A Tree, A Blade of Grass by Shinzo Maeda


Shinzo Maeda (1922 – 1998) was a Japanese photographer known for his landscapes images. The poet Kenkichi Kusumoto introduces the book and the photographer by stating:

I am a poet not a photographer, but I feel that photography and haiku have the same origins, and I am deeply touched by each of the photos of the four seasons in this book; it is as if every photo is a single haiku, a complete and substantial work of art.

Kenkichi Kusumoto

My tendency is to look at a work as a whole, with each image as a word or sentence of the narrative. This of course shifts the pressure away from finding that perfect image — the decisive moment — towards the complete work itself. But this approach can lead to sloppiness and Maeda’s work reminds me of the importance of the individual image.

Kusumoto explains what he means by the haiku:

[the purpose] is to observe the subject, to scrutinize and feel it until we are able to penetrate to its true nature. When we do so we find truth is different than reality. The truth is not reality; it is instead, what we find when we break through the husk of external form and pierce the essence of a thing.   To put it in another way, finding the truth means shaking up the reality that lies behind the actuality of the subject.

There is a lot to unpack in that quote, but in essence Kusumoto is saying you can’t judge a book by its cover. This is the essence of documentary photography and the challenge observed by Barthes and Berger.
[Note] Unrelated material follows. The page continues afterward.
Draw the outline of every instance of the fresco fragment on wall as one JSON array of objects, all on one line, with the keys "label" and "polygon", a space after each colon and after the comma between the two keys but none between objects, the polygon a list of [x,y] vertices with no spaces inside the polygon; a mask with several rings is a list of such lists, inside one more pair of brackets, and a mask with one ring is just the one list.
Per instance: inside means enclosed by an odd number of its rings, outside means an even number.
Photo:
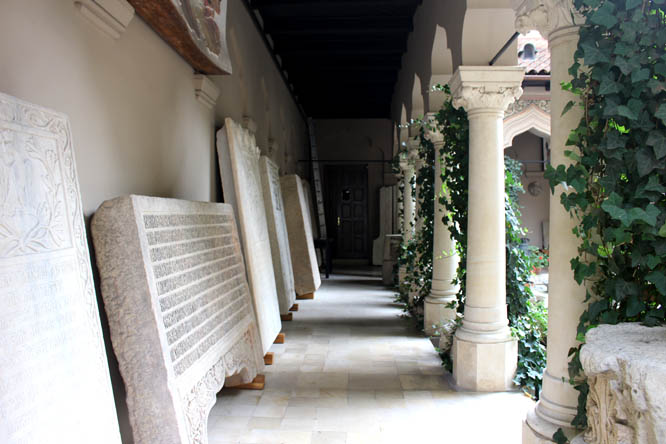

Wikipedia offers another perspective on haiku that helped me understand its manifestation in the photograph, as the “juxtaposition of two images or ideas…” This insight resonates when going through Maeda’s photography; each image contains one or more juxtapositions of two things, such as: light and dark; focus and blur; colour and not; cold and warm; solid and liquid; smooth and rough, among many more opposites. This conceptual form of composition annotates the usual physical relationships found in western composition theory. As such, it creates another dimension of contrast between physical and concept; may be a means to connect a physical thing with meaning or the relationship between husk and essence.

Each photograph in the collection is beautiful, and while beauty in the documentary style is often rejected as it is thought to detract from the substance of the work, Robert Adams submits in Art Can Help, “Beauty implies hope.” I like hope.